Captive owners wooed by better investment returns
The velocity of new captive formations is continuing to increase – but an additional driver of this momentum is captive owners realising the lucrative investment returns now possible.
That is the view of Anjanette Fowler, managing director and senior vice president, Insurance & Specialised Industries Group at PNC Institutional Asset Management, speaking to Captive International ahead of the annual CICA conference taking place March 5-7 in California.
She said the velocity of new captive formations is greater than she has ever seen. She believes this is partly driven by a persistent hard insurance market, which is filtering down to drive captive formations – and the way capital is deployed in captives.
Fowler said that there have been some dramatic changes in the timing and deployment of both capital and premiums, certainly as it relates to the work PNC Institutional Asset Management does investing those assets or funds.
“The biggest change that we've noted is that given the dramatic shift in Fed policy, we’ve seen yields go up dramatically, which has completely changed the investment landscape for captive owners,” she said.
According to Fowler, it used to take new captive owners quite a long time before they felt it was worth the time and effort to invest their capital, whether it was fixed income, equity, or both.
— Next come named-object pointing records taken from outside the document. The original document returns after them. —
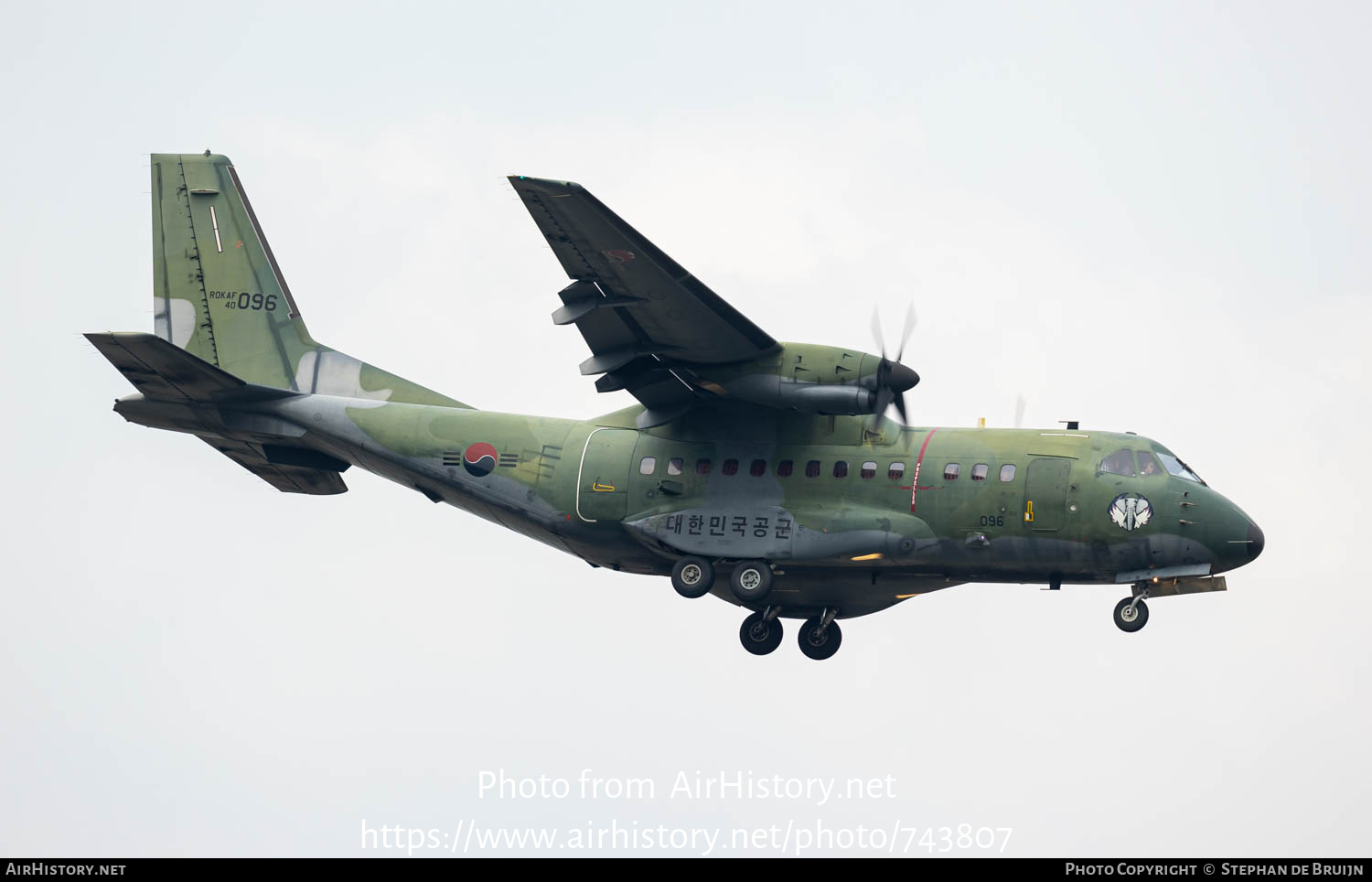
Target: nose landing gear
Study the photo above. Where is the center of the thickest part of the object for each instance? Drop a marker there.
(1132, 613)
(693, 576)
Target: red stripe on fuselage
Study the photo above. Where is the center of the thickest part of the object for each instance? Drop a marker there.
(914, 483)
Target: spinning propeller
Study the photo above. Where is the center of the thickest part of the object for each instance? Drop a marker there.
(894, 379)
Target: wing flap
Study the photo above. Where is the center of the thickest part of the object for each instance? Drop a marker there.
(649, 302)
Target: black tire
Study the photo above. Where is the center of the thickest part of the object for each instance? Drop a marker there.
(1141, 616)
(693, 576)
(760, 637)
(817, 643)
(751, 580)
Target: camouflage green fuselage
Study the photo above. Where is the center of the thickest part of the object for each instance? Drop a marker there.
(859, 536)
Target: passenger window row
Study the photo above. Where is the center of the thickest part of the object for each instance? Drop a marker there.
(757, 468)
(895, 470)
(980, 472)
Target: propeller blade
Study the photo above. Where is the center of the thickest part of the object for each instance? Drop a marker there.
(906, 331)
(875, 331)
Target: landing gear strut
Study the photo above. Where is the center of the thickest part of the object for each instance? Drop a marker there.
(1132, 613)
(762, 632)
(693, 576)
(820, 638)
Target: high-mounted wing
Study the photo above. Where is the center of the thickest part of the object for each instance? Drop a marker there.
(647, 320)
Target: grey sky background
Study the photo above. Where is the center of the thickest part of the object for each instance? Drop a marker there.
(1147, 217)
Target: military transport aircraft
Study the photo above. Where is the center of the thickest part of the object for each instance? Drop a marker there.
(763, 472)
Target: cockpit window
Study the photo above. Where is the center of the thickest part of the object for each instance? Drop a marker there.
(1119, 462)
(1179, 468)
(1147, 465)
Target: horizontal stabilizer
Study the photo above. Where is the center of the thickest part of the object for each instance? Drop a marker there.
(282, 470)
(166, 372)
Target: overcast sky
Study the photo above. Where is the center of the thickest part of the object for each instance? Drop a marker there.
(1147, 217)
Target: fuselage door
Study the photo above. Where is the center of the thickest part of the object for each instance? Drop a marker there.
(603, 481)
(1045, 492)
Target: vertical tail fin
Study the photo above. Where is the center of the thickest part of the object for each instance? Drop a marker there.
(219, 291)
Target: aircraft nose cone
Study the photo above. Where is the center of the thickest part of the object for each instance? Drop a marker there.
(1256, 541)
(902, 378)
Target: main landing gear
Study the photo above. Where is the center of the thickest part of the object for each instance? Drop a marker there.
(1132, 613)
(820, 637)
(762, 631)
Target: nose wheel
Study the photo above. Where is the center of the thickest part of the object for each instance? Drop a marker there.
(1131, 615)
(762, 632)
(751, 580)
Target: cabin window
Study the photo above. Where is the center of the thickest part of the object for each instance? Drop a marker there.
(1119, 462)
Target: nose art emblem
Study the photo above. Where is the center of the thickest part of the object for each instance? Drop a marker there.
(1131, 511)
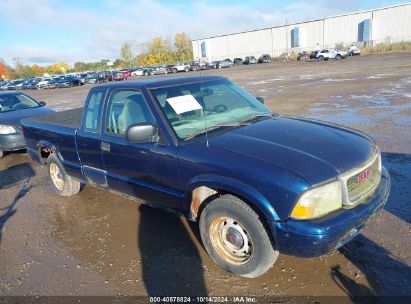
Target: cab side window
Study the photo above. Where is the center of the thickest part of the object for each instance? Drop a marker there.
(127, 107)
(92, 111)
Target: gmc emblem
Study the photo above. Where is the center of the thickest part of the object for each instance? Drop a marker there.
(363, 176)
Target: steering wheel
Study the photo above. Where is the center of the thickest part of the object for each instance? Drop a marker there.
(181, 122)
(18, 106)
(219, 108)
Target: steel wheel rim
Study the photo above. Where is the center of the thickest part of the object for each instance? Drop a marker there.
(56, 176)
(230, 240)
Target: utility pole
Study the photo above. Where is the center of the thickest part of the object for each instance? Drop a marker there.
(286, 38)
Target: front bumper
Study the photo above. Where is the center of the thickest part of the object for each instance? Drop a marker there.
(12, 142)
(317, 237)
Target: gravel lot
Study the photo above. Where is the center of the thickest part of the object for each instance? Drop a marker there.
(98, 243)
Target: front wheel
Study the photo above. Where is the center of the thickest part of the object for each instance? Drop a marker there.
(63, 183)
(235, 238)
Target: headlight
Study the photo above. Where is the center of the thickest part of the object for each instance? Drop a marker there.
(318, 201)
(7, 129)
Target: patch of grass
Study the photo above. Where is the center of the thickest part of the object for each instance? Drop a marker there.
(385, 47)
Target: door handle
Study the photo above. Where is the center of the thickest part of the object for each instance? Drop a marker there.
(105, 147)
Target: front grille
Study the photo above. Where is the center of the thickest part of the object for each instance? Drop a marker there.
(364, 183)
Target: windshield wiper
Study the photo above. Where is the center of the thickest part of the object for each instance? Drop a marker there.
(256, 117)
(214, 127)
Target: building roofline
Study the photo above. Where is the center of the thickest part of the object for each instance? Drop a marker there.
(308, 21)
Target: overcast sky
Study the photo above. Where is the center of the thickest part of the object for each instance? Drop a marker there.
(48, 31)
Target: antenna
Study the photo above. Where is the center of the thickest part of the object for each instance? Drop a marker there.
(203, 110)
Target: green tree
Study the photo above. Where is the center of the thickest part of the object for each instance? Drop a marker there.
(80, 66)
(159, 51)
(126, 54)
(183, 47)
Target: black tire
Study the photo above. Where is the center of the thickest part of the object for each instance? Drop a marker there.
(68, 186)
(229, 212)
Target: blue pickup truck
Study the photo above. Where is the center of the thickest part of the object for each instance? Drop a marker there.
(258, 183)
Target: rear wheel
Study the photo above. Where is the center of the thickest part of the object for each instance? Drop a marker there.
(63, 183)
(235, 238)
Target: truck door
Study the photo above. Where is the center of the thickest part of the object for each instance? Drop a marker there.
(89, 142)
(148, 171)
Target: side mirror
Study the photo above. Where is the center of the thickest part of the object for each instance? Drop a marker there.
(208, 92)
(142, 133)
(260, 99)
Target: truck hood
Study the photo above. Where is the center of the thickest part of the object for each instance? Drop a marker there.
(13, 118)
(313, 150)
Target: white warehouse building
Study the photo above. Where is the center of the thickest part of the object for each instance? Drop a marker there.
(388, 24)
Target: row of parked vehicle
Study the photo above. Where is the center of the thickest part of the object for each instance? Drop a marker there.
(196, 66)
(77, 79)
(65, 81)
(327, 54)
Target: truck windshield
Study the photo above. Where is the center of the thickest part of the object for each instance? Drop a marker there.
(13, 102)
(193, 108)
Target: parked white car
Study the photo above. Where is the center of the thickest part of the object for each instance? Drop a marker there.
(327, 54)
(183, 67)
(43, 84)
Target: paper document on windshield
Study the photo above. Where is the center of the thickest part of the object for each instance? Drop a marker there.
(184, 103)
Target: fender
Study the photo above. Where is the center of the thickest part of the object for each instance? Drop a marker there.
(233, 186)
(44, 145)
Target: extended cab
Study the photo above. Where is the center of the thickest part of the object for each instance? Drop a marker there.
(258, 183)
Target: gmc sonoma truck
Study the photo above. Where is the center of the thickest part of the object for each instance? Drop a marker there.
(258, 183)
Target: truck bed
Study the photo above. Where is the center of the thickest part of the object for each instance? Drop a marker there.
(69, 118)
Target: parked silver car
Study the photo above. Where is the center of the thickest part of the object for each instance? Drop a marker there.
(327, 54)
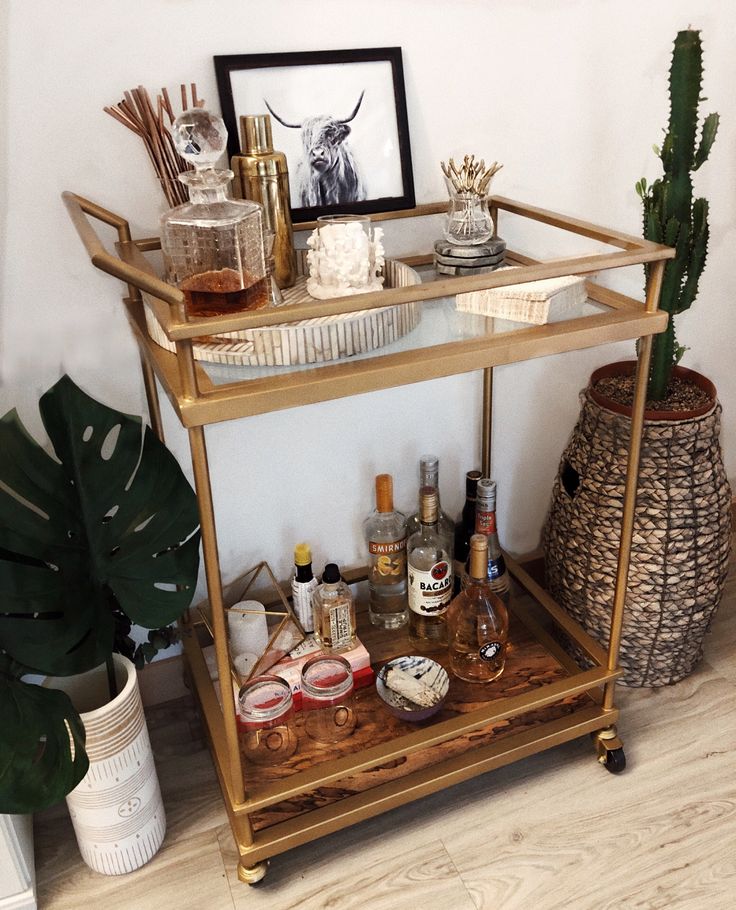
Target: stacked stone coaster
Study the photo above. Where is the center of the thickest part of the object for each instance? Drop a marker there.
(454, 259)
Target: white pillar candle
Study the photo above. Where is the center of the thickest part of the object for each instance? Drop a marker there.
(248, 632)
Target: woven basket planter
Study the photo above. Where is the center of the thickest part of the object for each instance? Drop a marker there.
(681, 541)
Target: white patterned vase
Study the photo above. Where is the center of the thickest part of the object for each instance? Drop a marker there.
(116, 810)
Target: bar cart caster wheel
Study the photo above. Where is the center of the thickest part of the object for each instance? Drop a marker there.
(614, 760)
(251, 875)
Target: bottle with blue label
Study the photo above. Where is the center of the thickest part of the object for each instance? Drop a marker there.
(430, 578)
(477, 622)
(485, 523)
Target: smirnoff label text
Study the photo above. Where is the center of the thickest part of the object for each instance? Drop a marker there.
(430, 591)
(386, 547)
(485, 522)
(388, 562)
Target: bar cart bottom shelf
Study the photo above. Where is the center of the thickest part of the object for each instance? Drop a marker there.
(540, 701)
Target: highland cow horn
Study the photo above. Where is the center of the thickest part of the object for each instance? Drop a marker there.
(291, 126)
(357, 107)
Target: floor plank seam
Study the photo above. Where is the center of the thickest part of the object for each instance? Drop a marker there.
(459, 874)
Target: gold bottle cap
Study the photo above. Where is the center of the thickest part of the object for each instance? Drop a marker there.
(478, 556)
(384, 493)
(428, 505)
(302, 554)
(255, 134)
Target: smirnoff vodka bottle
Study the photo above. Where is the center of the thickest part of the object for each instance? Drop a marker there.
(385, 536)
(485, 523)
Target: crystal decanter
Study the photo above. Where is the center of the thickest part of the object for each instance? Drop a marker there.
(213, 245)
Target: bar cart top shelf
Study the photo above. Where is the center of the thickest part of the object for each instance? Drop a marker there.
(202, 395)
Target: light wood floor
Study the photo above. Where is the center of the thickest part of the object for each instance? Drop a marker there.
(553, 832)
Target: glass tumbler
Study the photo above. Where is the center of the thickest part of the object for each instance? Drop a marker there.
(327, 698)
(266, 713)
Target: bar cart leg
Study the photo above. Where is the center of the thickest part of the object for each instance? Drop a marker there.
(251, 875)
(214, 589)
(487, 422)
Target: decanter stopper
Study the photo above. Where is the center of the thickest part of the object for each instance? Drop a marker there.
(200, 138)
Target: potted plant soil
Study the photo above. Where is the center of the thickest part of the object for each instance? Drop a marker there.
(682, 524)
(99, 537)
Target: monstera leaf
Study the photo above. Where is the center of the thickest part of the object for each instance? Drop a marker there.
(110, 523)
(104, 531)
(42, 753)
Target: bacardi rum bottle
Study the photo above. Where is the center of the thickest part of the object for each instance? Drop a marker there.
(477, 622)
(385, 536)
(430, 578)
(485, 523)
(429, 476)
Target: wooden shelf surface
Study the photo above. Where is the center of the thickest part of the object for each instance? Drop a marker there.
(529, 667)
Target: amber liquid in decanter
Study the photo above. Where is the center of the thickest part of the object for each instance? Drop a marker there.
(219, 292)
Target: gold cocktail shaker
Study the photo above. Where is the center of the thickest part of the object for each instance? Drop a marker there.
(262, 175)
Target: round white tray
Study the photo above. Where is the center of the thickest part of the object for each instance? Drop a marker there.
(311, 340)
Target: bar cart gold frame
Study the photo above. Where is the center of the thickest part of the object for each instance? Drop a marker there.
(198, 402)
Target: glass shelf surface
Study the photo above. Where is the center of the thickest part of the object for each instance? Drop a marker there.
(440, 323)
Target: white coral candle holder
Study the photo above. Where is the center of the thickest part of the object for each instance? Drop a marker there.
(345, 257)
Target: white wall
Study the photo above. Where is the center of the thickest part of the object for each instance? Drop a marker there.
(569, 95)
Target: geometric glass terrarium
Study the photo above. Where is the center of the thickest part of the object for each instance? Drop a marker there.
(274, 630)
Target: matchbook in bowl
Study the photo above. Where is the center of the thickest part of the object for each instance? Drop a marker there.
(413, 688)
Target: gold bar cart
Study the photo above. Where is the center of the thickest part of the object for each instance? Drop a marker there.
(546, 698)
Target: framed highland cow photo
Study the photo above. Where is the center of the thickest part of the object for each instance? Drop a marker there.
(339, 117)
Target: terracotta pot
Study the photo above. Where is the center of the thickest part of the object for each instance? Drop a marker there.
(116, 809)
(628, 368)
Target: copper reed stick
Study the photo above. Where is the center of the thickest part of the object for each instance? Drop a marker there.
(138, 113)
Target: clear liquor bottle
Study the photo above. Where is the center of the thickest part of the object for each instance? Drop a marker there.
(465, 528)
(334, 612)
(430, 579)
(477, 622)
(429, 476)
(385, 536)
(485, 523)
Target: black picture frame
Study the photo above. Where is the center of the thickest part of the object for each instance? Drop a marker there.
(296, 82)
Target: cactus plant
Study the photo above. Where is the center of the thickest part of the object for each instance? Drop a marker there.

“We were in such a low-rate environment you were kicking up a lot of dust to earn very little in keeping with an investment risk posture that aligned with a conservative approach to support claims emergence as the captive seasoned,” she said.
As a result, when the yields were well below 2% on 10-year US Treasury notes, Fowler said it could be a challenge to get captive owners excited about deploying that capital. They felt more comfortable just knowing that the liquidity was there even if the funds weren’t earning much.
Pivot to today and, according to Fowler, all that has changed. Now, on day one of setting up a captive, any capital and premium can earn more than a 4% yield with a low risk, short duration, high credit quality risk posture. If those assets can be deployed slightly longer in duration and across varying asset classes beyond US Treasuries, a yield in excess of 5% can be achieved.
“There’s urgency, perhaps maybe an awakening, out there,” she told Captive International. “I think captive owners are realising that now it's worth the effort and the time to focus on taking an active approach in their investment strategy and deployment of their capital.
“There are opportunities to lock in some of these higher yields right now without a lot of duration risk. We think it's prudent for captive owners to take advantage of some of these very appealing yield levels.”